MUNICH – David Horsey of England birdied the 18th hole to win the BMW International Open by one stroke over countryman Ross Fisher on Sunday, shooting a 5-under 67 that earned him the biggest victory of his career.
The 25-year-old former Walker Cup player earned $410,000 – easily the biggest payday of his two-year professional career. Horsey finished at 18 under after starting the day tied for fifth place.
Fisher had an eagle on the 18th to place second, and five players tied for third at 16 under: Alex Cejka of Germany, Pablo Larrazabal and Rafael Cabrero-Bello of Spain, Kenneth Ferrie of England and Bradley Dredge of Wales.
Dredge took a three-shot lead into the final round and extended it to four after a birdie on No. 1. But his round collapsed when he dropped five shots in seven holes from the 10th, finishing with a 74.
Horsey went into the 18th sharing the lead with Dredge, who was on the 16th at the time. The Welshman twice hit into a hazard for a double bogey, while Horsey laid up with his second shot on the par-5 last and then sank what turned out to be a winning birdie putt from 5 feet.
“Although it was on a big screen by the green, I didn’t watch what was happening to Bradley,” Horsey said. “My caddy knew, but he didn’t tell me and I didn’t ask.
“I was just trying to make birdie without having taken the risk of trying to hit the green in two from 250 yards out. I didn’t want to know what was happening because I did not want to put pressure on myself.
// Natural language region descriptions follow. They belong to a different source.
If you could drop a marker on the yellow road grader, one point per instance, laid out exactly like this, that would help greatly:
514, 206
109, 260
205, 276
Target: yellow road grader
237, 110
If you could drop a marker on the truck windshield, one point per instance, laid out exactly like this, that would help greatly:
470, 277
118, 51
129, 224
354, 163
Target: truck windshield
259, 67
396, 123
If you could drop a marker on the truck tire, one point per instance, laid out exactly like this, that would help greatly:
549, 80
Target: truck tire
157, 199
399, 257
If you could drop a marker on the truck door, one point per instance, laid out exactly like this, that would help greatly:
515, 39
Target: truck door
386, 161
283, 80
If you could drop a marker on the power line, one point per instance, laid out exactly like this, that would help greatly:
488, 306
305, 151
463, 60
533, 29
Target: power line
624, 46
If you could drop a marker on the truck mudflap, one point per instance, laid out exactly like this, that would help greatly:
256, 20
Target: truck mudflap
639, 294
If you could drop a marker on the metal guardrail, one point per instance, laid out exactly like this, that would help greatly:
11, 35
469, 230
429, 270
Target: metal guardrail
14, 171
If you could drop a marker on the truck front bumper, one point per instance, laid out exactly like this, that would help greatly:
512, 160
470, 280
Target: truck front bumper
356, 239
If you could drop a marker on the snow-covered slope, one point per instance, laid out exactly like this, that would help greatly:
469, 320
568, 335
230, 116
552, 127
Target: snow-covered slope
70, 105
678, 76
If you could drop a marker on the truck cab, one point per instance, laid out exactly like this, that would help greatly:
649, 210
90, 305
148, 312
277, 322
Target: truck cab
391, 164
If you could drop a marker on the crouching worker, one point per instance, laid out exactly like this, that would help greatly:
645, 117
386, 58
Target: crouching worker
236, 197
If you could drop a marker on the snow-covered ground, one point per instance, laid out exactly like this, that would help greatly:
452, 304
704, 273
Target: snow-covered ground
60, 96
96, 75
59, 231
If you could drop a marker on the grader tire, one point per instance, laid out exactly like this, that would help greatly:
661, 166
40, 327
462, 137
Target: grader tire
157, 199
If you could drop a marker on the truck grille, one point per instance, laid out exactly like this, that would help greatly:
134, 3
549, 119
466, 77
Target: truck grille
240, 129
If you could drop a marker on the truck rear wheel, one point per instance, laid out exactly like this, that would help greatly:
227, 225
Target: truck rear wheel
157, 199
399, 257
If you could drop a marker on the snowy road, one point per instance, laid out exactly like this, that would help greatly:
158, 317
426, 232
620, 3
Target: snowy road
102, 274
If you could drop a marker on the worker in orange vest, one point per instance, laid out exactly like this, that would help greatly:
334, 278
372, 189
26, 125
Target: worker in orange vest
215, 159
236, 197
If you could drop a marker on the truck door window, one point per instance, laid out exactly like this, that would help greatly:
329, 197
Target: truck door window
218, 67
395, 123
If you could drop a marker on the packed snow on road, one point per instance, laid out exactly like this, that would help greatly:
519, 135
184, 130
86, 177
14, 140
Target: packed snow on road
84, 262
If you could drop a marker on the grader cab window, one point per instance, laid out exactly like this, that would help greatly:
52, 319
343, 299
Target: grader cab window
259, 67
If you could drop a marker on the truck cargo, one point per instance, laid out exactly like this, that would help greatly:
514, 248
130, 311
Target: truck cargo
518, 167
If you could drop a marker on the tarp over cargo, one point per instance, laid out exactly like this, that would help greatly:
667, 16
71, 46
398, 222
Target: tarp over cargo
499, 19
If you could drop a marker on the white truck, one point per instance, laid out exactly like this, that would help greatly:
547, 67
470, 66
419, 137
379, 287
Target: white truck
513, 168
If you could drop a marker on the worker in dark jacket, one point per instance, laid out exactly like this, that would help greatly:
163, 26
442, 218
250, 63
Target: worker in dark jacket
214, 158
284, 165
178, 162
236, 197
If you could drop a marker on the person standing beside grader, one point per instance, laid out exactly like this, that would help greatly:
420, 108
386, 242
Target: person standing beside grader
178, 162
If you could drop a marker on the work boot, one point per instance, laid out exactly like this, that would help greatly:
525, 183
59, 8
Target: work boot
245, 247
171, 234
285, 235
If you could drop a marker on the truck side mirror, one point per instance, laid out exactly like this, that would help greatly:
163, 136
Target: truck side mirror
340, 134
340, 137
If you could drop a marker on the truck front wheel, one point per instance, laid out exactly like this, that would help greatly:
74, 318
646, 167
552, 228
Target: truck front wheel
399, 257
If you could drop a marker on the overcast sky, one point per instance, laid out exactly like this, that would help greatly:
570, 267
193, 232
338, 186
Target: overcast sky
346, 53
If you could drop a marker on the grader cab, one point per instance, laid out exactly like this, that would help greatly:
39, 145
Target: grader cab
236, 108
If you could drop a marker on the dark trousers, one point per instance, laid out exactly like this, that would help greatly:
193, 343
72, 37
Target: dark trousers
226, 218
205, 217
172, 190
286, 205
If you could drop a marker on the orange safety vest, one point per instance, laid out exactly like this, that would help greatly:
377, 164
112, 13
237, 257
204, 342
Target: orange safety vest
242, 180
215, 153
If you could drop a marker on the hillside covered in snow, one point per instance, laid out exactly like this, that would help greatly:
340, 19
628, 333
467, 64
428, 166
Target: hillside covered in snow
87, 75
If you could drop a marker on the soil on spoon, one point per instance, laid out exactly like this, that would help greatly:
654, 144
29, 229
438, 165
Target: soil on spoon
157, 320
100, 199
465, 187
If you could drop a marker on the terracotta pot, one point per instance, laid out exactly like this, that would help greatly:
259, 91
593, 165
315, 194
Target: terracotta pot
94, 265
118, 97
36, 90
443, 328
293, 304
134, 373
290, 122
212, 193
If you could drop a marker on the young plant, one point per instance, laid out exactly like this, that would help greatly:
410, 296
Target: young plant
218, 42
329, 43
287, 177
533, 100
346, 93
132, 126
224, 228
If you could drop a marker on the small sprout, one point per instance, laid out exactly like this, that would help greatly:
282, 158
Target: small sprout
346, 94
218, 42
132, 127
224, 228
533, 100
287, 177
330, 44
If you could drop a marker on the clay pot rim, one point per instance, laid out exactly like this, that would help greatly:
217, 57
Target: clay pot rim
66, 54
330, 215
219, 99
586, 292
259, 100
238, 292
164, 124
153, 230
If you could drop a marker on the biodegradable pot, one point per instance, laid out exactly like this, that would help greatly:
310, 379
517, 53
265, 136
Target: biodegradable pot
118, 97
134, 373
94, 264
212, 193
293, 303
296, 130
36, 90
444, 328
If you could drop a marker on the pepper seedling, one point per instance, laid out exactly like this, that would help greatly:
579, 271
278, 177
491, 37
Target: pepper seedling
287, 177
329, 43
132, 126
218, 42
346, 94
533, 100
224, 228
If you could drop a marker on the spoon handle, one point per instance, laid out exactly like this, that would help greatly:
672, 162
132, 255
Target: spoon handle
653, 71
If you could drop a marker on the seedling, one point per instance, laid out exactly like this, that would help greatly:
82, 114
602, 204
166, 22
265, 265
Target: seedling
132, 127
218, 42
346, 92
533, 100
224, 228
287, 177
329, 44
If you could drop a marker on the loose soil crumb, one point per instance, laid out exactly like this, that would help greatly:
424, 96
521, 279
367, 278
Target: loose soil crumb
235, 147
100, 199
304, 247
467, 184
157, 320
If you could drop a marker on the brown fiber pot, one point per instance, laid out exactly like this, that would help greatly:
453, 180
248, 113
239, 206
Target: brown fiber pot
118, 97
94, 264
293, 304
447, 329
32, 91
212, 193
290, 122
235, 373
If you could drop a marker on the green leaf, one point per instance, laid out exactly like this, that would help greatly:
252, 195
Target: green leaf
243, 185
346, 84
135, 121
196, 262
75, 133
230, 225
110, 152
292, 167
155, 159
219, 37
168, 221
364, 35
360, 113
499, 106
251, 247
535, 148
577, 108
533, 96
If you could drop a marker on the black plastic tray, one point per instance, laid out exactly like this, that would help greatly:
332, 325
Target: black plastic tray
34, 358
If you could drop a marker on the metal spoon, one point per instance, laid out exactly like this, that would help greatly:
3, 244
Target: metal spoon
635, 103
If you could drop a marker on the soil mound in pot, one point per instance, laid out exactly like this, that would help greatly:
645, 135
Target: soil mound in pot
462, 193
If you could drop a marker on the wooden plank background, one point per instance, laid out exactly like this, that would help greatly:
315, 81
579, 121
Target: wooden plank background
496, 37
That had been my policy all through the four rounds, to just try to relax and not make mistakes.”
Horsey’s previous best finishes were second places at the Malaysian Open in 2009 and the recent BMW Italian Open.
For Dredge, his failure to close out victory could prove costly. He was hoping to record his third career win and move closer to securing a Ryder Cup place on home soil at Celtic Manor in October.
But having lost a four-shot advantage, he now possesses the unwanted record of failing to close out victory nine times in his career when leading going into the final day.
At No. 39, Fisher was the highest-ranked player in the last three playing groups and had started his final round tied for second.
His hopes of victory crashed when he ran up a double bogey at the fourth and he only managed to clinch second place with a closing 70 when he sank a putt for an eagle on the final green.